China's govt work report stresses policy effectiveness, flexibility amid challenges
Published: Mar 05, 2022 03:25 PM
China's central bank Photo: CFP

China's central bank Photo: CFP

The government work report delivered to the fifth session of the 13th National People's Congress (NPC), China's top legislature, on Saturday repeatedly mentioned growing risks and challenges facing the Chinese economy this year, while maintaining a largely similar tone on fiscal and monetary policies. 

How specifically China plans to achieve a GDP growth target of around 5.5 percent amid these risks and challenges? Will there be any dramatic shift in fiscal and monetary policies?    

Analysts noted that with more emphasis on effectiveness and flexibility, China's fiscal and monetary policy arrangements are expected to provide stronger support for the economy to progress steadily, while leaving sufficient room for tackling various risks and uncertainties.

"Macro policies should be kept consistent and made more effective. The proactive fiscal policy should be more effectual, more targeted, and more sustainable. The prudent monetary policy should be both flexible and appropriate, with reasonably ample liquidity being maintained," the government work report stated.

While macro policy consistency will help China to maintain stable economic performance amid downward pressures, the stress on policy effectiveness, which is different from previous years, is of great significance to support the economy amid rising challenges and risks from COVID-19 and geopolitical tensions, experts said.

"There will be no dramatic adjustments in China's fiscal and monetary policy arrangements this year," Cao Heping, an economist at Peking University, told the Global Times on Saturday.

However, stronger policy strength is expected in both monetary and fiscal arrangements and more effective and targeted measures will be introduced this year to offer sufficient boost for the economy, Cao said.

Tax and fee reductions for enterprises will total 2.5 trillion yuan this year, a significance increase from last year's one trillion yuan, according to the government work report.

To help ease burden on businesses, more preferential policies in taxation for small and medium-sized and micro-enterprises are expected to be introduced this year, Cao predicted.

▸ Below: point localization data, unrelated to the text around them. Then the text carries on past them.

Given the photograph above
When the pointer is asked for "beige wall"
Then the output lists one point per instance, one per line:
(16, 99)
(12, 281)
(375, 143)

The government work report shows that China sets its 2022 budget deficit target at around 2.8 percent of gross domestic product to boost fiscal sustainability, slightly lower than last year's 3.2 percent. China sets a quota for local government special bond issuance at 3.65 trillion yuan ($578 billion), unchanged from 2021.

Although the deficit ratio has been lowered to 2.8, which seems to be a conservative response to fiscal pressure, the funds that China can actually mobilize are higher than those of last year, experts said, noting it will provide sufficient financial support for economic growth.



There are more than 1 trillion yuan of local special bonds from last year that can be carried forward to this year, and some special funds of certain state-owned enterprises can also be accounted into the budget this year, Lian Ping, head of Zhixin Investment Research Institute, told the Global Times.

While continuing to set a prudent tone for the monetary policy, this year's government work report also gives an emphasis of "flexible and appropriate" arrangements, which experts believe indicates China will moderately easy monetary policy according to actual needs.

Some expressions on monetary policy in this year's government work report were not common in the past. The report said China will expand the scale of new loans and make it easier for market entities to access financing, both indicates this year's credit growth rate will be significantly higher than last year's, Lian said.

This year's government work report also repeatedly emphasized the prevention and defuse of major risks. Experts believe that domestic uncertainty and pressure in real estate and other aspects are expected to ease further this year, and external shocks to trade and exchange rate fluctuations should be closely watched.

The Russia-Ukraine conflict is still fermenting, international commodity prices may be further pushed up, and the foreign exchange market is still facing the risk of turbulence, all require China to be fully prepared in terms of its macro policies, Lian said.